Ways to Stay Active at Home

  • Try standing on one leg while brushing your teeth to improve your balance. If you struggle at first, you can hold onto the sink with one hand while raising one foot slightly in the air.
  • When you walk around the house, pretend to be walking along an imaginary tightrope where you can only put one foot in front of the other. You can follow a line in the floor or on a carpet to guide you.
  • Standing up from a sitting position is a good strength and balance exercise. You can challenging yourself to standing up and sitting down again it a certain amount of times, each time you stand up.
  • Wall press ups or press ups against the sofa can be a safe way of strengthening the upper body.
  • There’s no need to buy weights to start weight training from home. Try using a tin of food or bottle of water (using different sizes depending on your strength) can strengthen the arms and shoulders from home.
  • Carrying bags of shopping can be another great way to strengthen your muscles.
  • Push yourself by using stairs wherever you can, even if a lift is available. If you feel confident, going up two steps at a time creates a deeper-than-normal movement that can help strengthen your muscles over time.
  • While vacuuming the house, try lunging instead of walking as normal. This can be great to build lower body strength.
  • Finally doing a lunge movement if using the vacuum can be great for lower body strength.
  • In the garden, weeding can be good for strengthening your grip, arms and shoulders. Pulling weeds from a kneeling or sitting position can be safe and effective.
  • Lifting and walking with a wheelbarrow helps to build your muscles, as long as you make sure to only lift a safe amount.

 

Home Stretches 

Below are two of the most effective stretches for dealing with stiff joints, painful muscles, or headaches which commonly effect those of us who sit and work in one position for extended periods.

Remember, try to get moving and warm up before you stretch to gain maximal benefit. Even just getting up from your desk to make yourself a cup of tea will help!

Aim to stretch several times throughout the day, prioritising the end of a seated working session or at the end of your working day.

 

The Neck Stretch

  • Sit upright and firmly hold the underside of your chair with a straight arm. Gently lean away from that hand and feel the stretch on the side of the neck. Hold it for 20 deep breaths. Once done, do the same using your other arm.

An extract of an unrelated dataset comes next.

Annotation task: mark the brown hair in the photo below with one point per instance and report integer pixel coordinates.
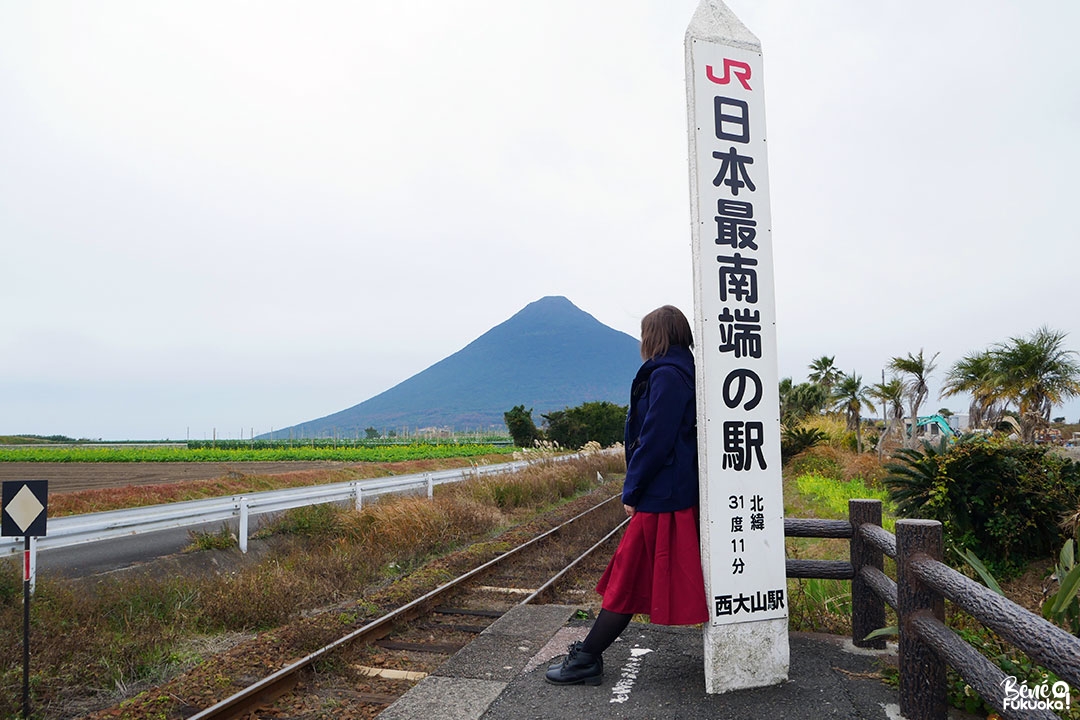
(662, 328)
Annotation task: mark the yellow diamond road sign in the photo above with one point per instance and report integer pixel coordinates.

This stretch aims to release tension commonly felt in the muscle in the back and sides of the neck, running up to the base of the skull. Tension here often leads to soreness and tension headaches if we sit for too long at a desk.

 

 

 

 

 

 

 

Chest-Shoulder Stretch

  • Stand up and place one hand against the wall. Make sure the fingers of your hand are facing behind you. Step forward with the leg nearest the wall, and feel the stretch across your arm, chest and shoulder. Hold for 20 deep breaths. Once done on one side, turn around and try with your other hand.

This stretch focuses on opening up the chest and shoulder muscles that have moved forward to enable your work at a PC/laptop. It is important to release this tension, as not doing so alters your posture and places tension on your upper back and neck in the long term, which can lead to aching muscles and headaches.